Не о Серых ли землях, которые не желали отпускать свою добычу? И Евдокии мерещится шепот их, не зов, но лишь эхо его, заставляющее Лихослава прислушиваться. И наверное, спеша заглушить его, она заговаривает:
— Обычная история… мне шестнадцать было. Я себе взрослой казалась… наверное, в чем-то и была. Так получилось, что я, сколько себя помню, при маменьке, а она в разъездах и в делах. Я помогать стала, постепенно как-то так и получилось, что она только мне по-настоящему и доверяет. А дел много и меньше не становится, тогда же… тогда у нее не было миллионов. Нет, мы не бедствовали, но все, что получалось заработать, маменька вновь в дело вкладывала. Ей пророчили, что прогорит, что надо сидеть смирно… получается у нее с… фаянсом, и радоваться надо. Она же у меня не привыкла отступать.
Дыхание Лихослава меняется, становится легким, живым.
— Зимовали мы в Сувалкове… небольшой городок, на самом краю Важьих пустошей. Помню, там еще частокол есть, а за ним — вырубки, и лес… темный-темный ельник. И днем-то на него смотреть страшно было, а ночью и вовсе… Маменька приглядывалась к лесопилке. И еще мануфактура имелась, парусину ткали. И она все переговоры вела, но что-то не ладилось. Хозяин все решится не мог. Дохода-то он не получал, а продавать дедову мануфактуру не хотел. Не важно. Главное, что на зиму остались… дороги замело… и сам городок маменьке глянулся. Чистенький, аккуратный. Весь такой…

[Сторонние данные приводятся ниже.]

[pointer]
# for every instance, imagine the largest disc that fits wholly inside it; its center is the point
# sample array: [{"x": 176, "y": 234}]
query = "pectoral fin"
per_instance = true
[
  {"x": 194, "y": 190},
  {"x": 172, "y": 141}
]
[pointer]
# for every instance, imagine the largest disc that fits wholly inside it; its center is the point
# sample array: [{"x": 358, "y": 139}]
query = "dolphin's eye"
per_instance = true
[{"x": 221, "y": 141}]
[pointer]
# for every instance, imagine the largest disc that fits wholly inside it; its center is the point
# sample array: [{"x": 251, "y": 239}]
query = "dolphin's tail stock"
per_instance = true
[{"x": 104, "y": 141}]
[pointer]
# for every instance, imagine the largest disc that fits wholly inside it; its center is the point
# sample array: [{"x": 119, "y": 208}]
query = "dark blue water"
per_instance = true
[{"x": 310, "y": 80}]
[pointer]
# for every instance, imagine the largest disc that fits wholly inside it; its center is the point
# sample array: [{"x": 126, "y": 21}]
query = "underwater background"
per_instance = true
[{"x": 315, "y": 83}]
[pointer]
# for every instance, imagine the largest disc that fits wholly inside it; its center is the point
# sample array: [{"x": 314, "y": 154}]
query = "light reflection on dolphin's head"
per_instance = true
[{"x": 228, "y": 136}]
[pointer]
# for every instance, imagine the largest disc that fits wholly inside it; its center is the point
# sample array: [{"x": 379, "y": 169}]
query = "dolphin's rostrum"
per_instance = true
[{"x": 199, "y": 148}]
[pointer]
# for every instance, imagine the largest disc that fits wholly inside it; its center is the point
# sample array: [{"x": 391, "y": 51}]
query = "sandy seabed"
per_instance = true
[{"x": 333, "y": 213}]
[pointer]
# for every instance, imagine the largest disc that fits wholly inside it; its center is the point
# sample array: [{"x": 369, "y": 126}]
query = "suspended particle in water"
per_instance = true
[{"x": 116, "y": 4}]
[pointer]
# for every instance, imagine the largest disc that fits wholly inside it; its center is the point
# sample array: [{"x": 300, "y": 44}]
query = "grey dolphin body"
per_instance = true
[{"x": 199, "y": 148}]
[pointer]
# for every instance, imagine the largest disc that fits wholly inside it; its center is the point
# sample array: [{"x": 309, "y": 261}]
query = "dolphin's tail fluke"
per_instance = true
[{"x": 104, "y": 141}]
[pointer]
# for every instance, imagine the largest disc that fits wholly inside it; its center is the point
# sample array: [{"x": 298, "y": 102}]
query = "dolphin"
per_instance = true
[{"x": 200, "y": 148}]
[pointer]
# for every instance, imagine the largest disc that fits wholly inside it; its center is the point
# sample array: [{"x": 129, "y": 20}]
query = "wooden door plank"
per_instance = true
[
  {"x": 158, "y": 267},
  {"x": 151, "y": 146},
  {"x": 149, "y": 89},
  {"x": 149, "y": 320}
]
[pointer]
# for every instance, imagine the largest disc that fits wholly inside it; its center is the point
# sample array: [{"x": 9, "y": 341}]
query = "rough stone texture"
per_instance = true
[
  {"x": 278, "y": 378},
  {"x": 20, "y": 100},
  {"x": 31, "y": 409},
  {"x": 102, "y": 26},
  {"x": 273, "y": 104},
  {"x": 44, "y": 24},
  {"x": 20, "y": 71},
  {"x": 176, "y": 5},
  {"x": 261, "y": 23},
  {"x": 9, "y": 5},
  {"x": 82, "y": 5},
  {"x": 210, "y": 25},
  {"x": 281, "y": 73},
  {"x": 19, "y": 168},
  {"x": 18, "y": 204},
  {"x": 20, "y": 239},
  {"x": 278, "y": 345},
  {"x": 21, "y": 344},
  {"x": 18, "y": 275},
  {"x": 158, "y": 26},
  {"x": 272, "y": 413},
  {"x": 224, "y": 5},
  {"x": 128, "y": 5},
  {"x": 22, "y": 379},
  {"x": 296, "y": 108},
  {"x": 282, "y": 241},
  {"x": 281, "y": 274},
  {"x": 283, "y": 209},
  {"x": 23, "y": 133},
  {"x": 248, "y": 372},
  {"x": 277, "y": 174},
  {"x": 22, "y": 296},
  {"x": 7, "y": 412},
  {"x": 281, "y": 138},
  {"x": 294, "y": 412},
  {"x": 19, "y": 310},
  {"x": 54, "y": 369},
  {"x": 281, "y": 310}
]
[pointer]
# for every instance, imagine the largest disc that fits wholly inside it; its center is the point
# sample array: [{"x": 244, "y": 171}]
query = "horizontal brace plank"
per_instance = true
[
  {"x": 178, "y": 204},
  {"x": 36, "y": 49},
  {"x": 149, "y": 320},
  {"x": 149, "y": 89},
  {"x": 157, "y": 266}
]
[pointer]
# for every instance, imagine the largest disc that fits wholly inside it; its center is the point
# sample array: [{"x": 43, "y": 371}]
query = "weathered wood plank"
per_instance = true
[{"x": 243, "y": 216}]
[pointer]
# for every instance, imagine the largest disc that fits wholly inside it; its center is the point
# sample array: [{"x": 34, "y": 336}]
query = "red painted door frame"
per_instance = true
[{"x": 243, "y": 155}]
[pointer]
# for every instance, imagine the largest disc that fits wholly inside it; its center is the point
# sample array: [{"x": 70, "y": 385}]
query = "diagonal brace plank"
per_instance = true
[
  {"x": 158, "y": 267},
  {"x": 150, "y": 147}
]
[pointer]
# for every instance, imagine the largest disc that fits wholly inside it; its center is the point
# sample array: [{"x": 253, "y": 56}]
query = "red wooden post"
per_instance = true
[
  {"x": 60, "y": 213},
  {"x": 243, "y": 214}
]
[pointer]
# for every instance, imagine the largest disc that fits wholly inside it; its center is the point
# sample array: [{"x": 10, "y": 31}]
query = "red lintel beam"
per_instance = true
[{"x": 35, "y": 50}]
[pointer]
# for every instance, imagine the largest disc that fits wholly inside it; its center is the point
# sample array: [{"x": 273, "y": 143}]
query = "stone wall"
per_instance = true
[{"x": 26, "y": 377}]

Евдокия закрыла глаза, вспоминая мощеные улочки его, которые от снега чистились регулярно; дома разноцветные — розовые, зеленые, синие, с резными фасадами и непременными деревянными львами у подножия парадных лестниц. Вспомнились воздушные, точно вывязанные флюгера, и фонари, которые горели даже днем, потому как зимнее солнце светило скупо.
— Нас приглашали… вечера, балы… Что еще делать зимой, как не развлекаться? На Вотанов день я познакомилась с молодым офицером…
Лихослав заворчал, и опять о плечо потерся, точно проверяя, на месте ли Евдокия.
На месте, куда она, распутная женщина, денется?
— Маменьке он не понравился. У нее… к военным предубеждения.
— Запомню.
И произнес серьезно так, что Евдокия поверила: и вправду запомнит.
— Мне бы послушать… но я ведь казалась себе умной. Знающей. Опытной даже… — смешно теперь, и пускай, лучше уж смех, чем слезы. — Он красиво ухаживал… стихи читал…
— Про коров?
Евдокия тихонько засмеялась.
— Нет, про сердце, которое трепещет… и еще про синие глаза… про душу… про всякое. Хорошие стихи были. И цветы… мне казалось, что все всерьез, на всю жизнь, что мы предназначены друг другу… это он тоже говорил. А потом маменька уехала на три дня… лесопилку инспектировать. Меня брать не стала, потому как холодно и вообще… я и пустила его в дом.
Запертая дверца.
И ожидание. Сердце, которое едва ли не выпрыгивает из груди. Свеча в руке. Маменькина пуховая шаль поверх ночной рубашки. Страх, что он не придет. И другой, что все-таки появится, получив записку от Евдокии…
Тень за окном.
Стук условный. И холодные с мороза губы его. Поцелуи жадные, от которых земля из-под ног уходит. И немного раздражает вкус вина, Евдокия не любит, когда он выпивает. Но не придираться же, ведь ночь-то особая… сегодня она, Евдокия, станет по-настоящему взрослой.
Лихослав вот рычит утробно, глухо…
И наверное, хватит той, гнилой памяти. Тем более, что та ночь получилась вовсе не такой, как представлялось Евдокии. Более… грязной, что ли?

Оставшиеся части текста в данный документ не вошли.